CEVAP: Davalı vekili;davacının bağışladığını iddia ettiği hisselerin adedini ve bedelini bilmesine rağmen belirsiz alacak davası açtığını, bir an için davacının haklı olduğu düşünülse dahi, zamanaşımı sebebiyle davanın reddi gerektiğini, borca batık ve iflas ertelemesi içinde olan şirketin kurtulmasının zor olduğunu, davacının kendi başarısız yönetimini göz ardı ederek şirketi başarılı bir şekilde yönetenlere karşı kötü niyetli iddialarda bulunduğunu, davacının kötü alışkanlıkları nedeni ile hem şirketi hem de aile düzenini zor duruma soktuğunu, davacının şirketi iflas aşamasına getirdiğini,hisselerin bağışlanmadığını, davacının şirketten ayrılış tarihi itibarı ile şirketin 16.000.000-USD borçlu durumda olduğunu, davacının adeta şirketten kaçtığını,dava dilekçesinde devir işlemlerinin iptali talebinin hukuken nazara alınmasının mümkün olmadığını beyan ederek, davanın reddine karar verilmesini talep etmiştir.
İLK DERECE MAHKEMESİ KARARI: Mahkemece, davacı davasını açarken, hisselerini devrettiği ..., ..., ... ve ...AŞ'ye husumet yönelterek 29/03/2017 tarihli dava dilekçesi ile dava açtığı, mahkemenin 2017/369 Esas sırasına kaydedildiği, davacının bağıştan dönerek hisselerin tekrardan adına tescili isteminde davanın hisseyi devrettiği kişiye yöneltmesinin gerekli ve yeterli olduğu, eldeki talepte şirketin husumetinin bulunmadığı, bu sebeple davalı ...AŞ yönünden davanın tefrik edilerek işbu ... esas sırasına kaydedildiği,bağıştan dönme koşullarının oluşup oluşmadığının TBK.nun 276 vd maddeleri uyarınca genel hükümlere göre çözümlenecek olup, bu davada davalı şirketin pasif husumetinin bulunmadığı gerekçesiyle davanın reddine karar verilmiştir.

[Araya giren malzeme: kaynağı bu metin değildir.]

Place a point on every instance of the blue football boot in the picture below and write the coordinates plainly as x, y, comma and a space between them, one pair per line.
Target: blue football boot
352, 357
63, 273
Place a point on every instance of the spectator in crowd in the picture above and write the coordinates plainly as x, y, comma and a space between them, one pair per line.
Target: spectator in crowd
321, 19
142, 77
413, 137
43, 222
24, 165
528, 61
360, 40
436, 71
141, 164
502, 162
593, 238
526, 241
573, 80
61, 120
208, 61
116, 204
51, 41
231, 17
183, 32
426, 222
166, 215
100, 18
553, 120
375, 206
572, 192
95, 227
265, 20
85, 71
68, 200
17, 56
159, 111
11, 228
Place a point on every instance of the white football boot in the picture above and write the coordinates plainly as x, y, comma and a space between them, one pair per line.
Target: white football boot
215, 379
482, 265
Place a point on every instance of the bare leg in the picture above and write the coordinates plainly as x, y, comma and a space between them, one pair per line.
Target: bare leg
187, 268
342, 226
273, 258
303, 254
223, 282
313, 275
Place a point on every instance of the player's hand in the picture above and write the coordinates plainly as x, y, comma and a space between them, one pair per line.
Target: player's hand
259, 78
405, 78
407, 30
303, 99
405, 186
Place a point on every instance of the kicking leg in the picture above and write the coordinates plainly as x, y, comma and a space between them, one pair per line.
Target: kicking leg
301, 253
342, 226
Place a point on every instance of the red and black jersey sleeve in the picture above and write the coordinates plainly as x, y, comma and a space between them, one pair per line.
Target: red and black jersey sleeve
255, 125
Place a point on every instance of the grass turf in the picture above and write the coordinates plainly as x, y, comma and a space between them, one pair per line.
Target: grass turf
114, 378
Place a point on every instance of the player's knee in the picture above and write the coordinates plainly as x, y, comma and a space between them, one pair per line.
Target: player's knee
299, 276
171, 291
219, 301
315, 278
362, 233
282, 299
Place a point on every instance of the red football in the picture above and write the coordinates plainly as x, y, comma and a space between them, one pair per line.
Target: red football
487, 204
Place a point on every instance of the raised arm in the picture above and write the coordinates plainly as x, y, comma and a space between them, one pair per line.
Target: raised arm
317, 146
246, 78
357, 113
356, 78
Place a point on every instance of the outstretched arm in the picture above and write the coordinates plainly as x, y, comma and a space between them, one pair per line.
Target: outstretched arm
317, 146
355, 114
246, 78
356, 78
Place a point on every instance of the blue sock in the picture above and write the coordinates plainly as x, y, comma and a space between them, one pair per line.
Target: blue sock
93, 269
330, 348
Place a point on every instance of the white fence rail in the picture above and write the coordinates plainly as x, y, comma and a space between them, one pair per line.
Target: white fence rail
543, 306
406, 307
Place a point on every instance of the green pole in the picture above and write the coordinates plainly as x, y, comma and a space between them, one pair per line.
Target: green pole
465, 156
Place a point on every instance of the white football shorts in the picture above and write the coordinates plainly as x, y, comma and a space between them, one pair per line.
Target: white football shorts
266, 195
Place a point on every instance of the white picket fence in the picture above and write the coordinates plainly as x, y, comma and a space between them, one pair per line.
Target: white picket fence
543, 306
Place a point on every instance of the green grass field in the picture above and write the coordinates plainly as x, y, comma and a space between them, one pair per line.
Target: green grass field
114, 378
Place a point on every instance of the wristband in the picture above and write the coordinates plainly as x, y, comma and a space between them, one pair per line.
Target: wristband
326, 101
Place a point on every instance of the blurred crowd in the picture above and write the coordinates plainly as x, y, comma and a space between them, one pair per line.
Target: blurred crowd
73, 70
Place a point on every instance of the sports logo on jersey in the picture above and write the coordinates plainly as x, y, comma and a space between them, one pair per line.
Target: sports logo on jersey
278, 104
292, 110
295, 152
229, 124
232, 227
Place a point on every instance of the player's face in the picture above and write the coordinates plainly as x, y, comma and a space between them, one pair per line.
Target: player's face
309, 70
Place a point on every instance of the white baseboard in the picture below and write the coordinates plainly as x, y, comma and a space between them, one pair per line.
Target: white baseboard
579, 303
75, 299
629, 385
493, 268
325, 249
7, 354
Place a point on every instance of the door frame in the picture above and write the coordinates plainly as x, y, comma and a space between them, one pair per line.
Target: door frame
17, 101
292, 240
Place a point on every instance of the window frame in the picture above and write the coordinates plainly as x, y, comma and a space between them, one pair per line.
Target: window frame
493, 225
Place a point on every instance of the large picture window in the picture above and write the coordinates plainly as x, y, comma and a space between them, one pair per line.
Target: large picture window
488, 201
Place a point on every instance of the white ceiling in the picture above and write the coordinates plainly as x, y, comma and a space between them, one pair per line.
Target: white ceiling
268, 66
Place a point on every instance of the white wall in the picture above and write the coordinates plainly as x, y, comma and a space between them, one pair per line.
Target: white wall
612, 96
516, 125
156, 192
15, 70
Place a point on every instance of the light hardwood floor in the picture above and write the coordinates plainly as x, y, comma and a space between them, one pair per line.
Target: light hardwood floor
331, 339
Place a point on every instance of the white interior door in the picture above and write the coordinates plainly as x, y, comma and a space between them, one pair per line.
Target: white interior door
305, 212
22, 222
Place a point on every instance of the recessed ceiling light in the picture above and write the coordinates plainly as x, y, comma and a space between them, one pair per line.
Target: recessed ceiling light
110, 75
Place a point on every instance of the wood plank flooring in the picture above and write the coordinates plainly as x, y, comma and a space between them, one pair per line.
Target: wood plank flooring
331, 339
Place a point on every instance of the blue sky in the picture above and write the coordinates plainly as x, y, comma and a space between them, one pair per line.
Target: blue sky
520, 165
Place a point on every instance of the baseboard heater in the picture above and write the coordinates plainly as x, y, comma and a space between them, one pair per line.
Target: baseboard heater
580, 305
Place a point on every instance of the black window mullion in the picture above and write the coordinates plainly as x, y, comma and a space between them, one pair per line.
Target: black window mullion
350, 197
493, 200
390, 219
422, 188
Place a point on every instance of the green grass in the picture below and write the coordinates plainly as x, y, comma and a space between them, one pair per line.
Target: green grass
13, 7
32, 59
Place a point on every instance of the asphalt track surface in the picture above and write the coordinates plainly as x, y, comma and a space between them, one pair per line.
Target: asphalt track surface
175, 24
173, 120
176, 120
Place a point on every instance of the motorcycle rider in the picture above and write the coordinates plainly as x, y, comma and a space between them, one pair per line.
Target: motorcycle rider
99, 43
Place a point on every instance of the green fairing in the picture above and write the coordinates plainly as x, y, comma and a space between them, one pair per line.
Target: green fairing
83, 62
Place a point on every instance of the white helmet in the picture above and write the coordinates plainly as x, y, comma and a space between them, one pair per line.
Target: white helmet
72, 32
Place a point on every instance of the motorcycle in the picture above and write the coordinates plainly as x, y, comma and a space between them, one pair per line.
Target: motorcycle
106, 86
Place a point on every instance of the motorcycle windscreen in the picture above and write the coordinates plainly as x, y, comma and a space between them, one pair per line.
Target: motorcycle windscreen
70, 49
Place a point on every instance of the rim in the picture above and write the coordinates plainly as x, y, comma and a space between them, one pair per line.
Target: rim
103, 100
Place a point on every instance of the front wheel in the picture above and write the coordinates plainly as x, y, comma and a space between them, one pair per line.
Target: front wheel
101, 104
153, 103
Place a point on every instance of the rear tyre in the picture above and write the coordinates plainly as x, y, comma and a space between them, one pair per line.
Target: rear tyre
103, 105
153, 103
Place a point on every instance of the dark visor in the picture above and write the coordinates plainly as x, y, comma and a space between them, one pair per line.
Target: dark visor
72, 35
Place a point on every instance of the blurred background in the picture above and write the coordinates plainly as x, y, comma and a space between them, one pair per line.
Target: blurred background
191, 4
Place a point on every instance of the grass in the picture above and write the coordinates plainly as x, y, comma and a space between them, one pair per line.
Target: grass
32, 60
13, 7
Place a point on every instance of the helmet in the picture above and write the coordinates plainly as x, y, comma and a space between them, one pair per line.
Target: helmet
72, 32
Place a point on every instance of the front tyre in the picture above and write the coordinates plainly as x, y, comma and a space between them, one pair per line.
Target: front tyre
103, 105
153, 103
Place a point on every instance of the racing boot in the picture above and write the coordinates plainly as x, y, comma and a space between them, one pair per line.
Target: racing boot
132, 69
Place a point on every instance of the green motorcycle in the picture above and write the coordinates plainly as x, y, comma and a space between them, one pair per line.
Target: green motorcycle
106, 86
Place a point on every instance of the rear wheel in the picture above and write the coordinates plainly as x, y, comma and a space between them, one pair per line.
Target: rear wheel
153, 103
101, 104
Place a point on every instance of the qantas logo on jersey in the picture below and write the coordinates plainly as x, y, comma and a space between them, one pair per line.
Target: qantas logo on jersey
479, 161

İSTİNAF SEBEPLERİ: Davacı vekili istinaf dilekçesinde; Talep edilen hisselerin bizzat davalı şirkete ait olduğunu, dolayısıyla davanın sonucundan birinci derecede etkilenecek olanın şirket olduğunu, davanın bağışlamanın geri alınması sebebine dayalı şirket hisse devrinin iptali olarak nitelendirilmesinin mümkün olduğunu, bu nedenle de davanın şirkete de yöneltilmesi gerektiğini, ayrıca mahkemece nama yazılı pay senedine bağlanmamış hissenin devrinin tedbir yolu ile önlenmesinin mümkün olmaması nedeniyle tedbirin hükümsüz kaldığından bahisle kaldırılmasına karar verildiğini, bu noktada hem tedbiren devrinin önlenemeyen hem de husumet yönlendirilemeyen şirketin hisseleri üzerinde doğacak hakkın nasıl korunacağı sorusunun cevapsız kaldığını belirterek kararın kaldırılmasını talep etmiştir.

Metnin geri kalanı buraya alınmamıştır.